The piston of an engine displayed at National Museum of Nature and Science, Tokyo. Source: Wikipedia via 160SX

Thermodynamics is the science of energy. It is most often used to analyze machinery which uses heat energy to run, such as steam turbines and internal combustion engines. Such machines are called heat engines. Thermodynamics is often used in combination with heat transfer analysis. I will focus the discussion here on heat engines since they are a central subject in the application of thermodynamics.

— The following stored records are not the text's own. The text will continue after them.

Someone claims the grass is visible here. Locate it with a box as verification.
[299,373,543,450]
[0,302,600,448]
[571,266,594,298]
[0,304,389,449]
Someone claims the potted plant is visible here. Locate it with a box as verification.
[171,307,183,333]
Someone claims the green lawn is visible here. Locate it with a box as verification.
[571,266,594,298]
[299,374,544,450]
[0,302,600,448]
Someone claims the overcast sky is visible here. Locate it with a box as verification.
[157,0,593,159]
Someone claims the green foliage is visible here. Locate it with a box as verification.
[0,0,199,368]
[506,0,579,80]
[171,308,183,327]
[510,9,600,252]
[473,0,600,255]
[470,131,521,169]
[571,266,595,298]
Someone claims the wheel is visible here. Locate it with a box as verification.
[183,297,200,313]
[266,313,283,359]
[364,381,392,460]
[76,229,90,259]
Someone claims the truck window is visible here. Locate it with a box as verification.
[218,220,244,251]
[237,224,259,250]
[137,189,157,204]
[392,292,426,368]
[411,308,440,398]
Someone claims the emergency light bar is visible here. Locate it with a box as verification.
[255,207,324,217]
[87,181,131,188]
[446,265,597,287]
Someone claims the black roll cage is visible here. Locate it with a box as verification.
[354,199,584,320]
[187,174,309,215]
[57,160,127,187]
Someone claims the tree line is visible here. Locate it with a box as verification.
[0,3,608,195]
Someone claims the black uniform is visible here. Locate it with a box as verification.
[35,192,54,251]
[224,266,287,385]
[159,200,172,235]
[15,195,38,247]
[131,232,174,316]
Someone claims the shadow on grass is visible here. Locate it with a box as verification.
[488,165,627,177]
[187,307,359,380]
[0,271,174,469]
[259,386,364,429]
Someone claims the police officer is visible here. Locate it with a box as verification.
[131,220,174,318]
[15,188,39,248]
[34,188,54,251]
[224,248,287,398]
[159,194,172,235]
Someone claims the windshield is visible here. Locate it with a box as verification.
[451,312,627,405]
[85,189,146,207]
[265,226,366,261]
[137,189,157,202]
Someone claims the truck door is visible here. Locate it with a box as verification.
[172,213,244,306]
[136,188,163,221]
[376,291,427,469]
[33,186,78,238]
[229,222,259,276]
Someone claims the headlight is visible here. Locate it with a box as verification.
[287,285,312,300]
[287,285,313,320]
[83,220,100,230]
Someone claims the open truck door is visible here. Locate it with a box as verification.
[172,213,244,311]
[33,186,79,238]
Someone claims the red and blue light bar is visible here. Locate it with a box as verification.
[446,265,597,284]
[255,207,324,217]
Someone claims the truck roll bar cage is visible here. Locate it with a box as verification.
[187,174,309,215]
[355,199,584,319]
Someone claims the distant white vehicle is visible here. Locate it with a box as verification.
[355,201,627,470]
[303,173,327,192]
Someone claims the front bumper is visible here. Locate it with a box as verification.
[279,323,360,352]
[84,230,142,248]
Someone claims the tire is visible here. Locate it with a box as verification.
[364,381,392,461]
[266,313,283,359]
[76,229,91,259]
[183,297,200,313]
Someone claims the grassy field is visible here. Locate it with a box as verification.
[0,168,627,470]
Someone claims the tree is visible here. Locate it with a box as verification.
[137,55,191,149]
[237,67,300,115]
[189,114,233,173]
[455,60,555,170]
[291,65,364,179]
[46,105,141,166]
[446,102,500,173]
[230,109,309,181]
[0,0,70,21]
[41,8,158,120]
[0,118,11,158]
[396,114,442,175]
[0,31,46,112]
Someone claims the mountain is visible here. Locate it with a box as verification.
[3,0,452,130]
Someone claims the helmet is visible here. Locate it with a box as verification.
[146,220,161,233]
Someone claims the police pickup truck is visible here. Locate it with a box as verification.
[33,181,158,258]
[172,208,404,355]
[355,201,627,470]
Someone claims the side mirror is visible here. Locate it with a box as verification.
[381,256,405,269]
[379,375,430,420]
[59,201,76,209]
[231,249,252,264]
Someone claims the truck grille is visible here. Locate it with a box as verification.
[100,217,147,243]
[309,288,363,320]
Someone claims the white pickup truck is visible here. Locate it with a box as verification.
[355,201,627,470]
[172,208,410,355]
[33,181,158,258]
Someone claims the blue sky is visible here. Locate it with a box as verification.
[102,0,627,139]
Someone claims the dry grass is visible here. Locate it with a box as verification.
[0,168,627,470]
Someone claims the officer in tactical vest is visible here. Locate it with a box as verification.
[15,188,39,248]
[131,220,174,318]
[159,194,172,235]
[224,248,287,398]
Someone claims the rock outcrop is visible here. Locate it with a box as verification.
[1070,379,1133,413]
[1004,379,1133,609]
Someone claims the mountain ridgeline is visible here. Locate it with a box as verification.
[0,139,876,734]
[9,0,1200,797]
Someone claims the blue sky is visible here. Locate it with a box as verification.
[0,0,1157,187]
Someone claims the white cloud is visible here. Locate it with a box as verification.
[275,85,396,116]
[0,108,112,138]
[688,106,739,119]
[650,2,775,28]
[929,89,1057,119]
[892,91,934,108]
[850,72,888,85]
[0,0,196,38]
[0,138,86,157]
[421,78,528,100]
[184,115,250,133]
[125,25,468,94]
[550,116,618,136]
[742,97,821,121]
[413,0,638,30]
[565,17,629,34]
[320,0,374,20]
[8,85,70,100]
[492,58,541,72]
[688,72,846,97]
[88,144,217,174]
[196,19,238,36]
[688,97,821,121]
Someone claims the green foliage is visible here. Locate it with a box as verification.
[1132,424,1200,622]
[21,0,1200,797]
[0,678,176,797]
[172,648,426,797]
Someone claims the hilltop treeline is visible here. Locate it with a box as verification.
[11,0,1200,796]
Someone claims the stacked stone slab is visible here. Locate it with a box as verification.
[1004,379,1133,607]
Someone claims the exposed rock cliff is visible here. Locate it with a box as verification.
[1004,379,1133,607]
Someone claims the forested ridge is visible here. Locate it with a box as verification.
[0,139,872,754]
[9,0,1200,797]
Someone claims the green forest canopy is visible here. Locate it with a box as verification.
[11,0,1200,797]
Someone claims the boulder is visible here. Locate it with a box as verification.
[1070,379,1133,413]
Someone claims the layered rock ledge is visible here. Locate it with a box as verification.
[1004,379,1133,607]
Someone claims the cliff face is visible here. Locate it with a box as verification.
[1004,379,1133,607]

The key principle behind how heat engines operate is that heat is applied to a working medium, such as air, which increases its pressure. This high pressure medium then "pushes" against an object causing it to move. This object could be a piston or a turbine blade. The motion of the piston (or turbine blade) is then converted, through a series of mechanisms (such as a crankshaft and transmission), into useful work. This useful work could be the forward movement of an automobile, or the production of electricity using a generator. Thermodynamics is the analytical means by which to design a machine which can most efficiently convert heat energy into useful work.

To illustrate the basics of this concept, consider the schematic below of a piston for a two-cycle engine. There are two stages for the piston motion; outward motion (shown on the left) and inward motion (shown on the right). For the first half of the engine cycle the piston moves outward, and for the second half of the engine cycle the piston moves inward. The green line shows the top-most position of the piston and the red line shows the bottom-most position of the piston. The piston moves continuously between these two positions, and turns a crankshaft (not shown) connected to it.

Inside the piston chamber there is a working medium, which is air. For the first half of the engine cycle (shown on the left) the air, which is mixed with fuel, is ignited with a spark plug (not shown). This causes the air temperature inside the chamber to increase to a high level, which might be as high as 2500 degrees Celsius. The high temperature causes the pressure of the air to increase to a high level. This high pressure air pushes on the piston causing it to move outward and do work. Near the end of this cycle an exhaust valve opens (not shown). This allows the air inside the chamber to be released, which lowers the pressure inside the chamber. At the same time fresh air is sucked into the chamber through another valve (not shown).

For the second half of the engine cycle (shown on the right) the piston moves inward. The inward motion of the piston requires energy since it must push against the air inside the chamber. However, since the air pressure in the chamber is lower than in the first stage, the energy needed to push against the air is less than the energy that was applied to the piston when it was pushed outward (in the first stage). As a result, net work is produced, and this net work is used to run the engine.

At the end of the second stage, with the piston at the bottom-most position, a full engine cycle has been completed. And now the air inside the piston chamber will once more be injected with fuel and then ignited with the spark plug. The process will then repeat.

The back-and-forth motion of a piston is usually very fast. For example, an automobile engine will usually run at thousands of revolutions per minute, using multiple pistons.

All real-world heat engines use a gas as the working medium since it is most efficient. A working medium must be able to expand easily when heat is applied, and this is why a gas is most suitable. Using a liquid wouldn't work nearly as well, and neither would a solid. The medium used is usually air, but it can also be other types of gas, such as hydrogen or helium which is used in Stirling engines.

Thermodynamics is an interesting subject with a lot of applications. I've described one such application, but there are many more. Here are some fun toys that demonstrate some of the principles of thermodynamics: drinking bird and hand boiler.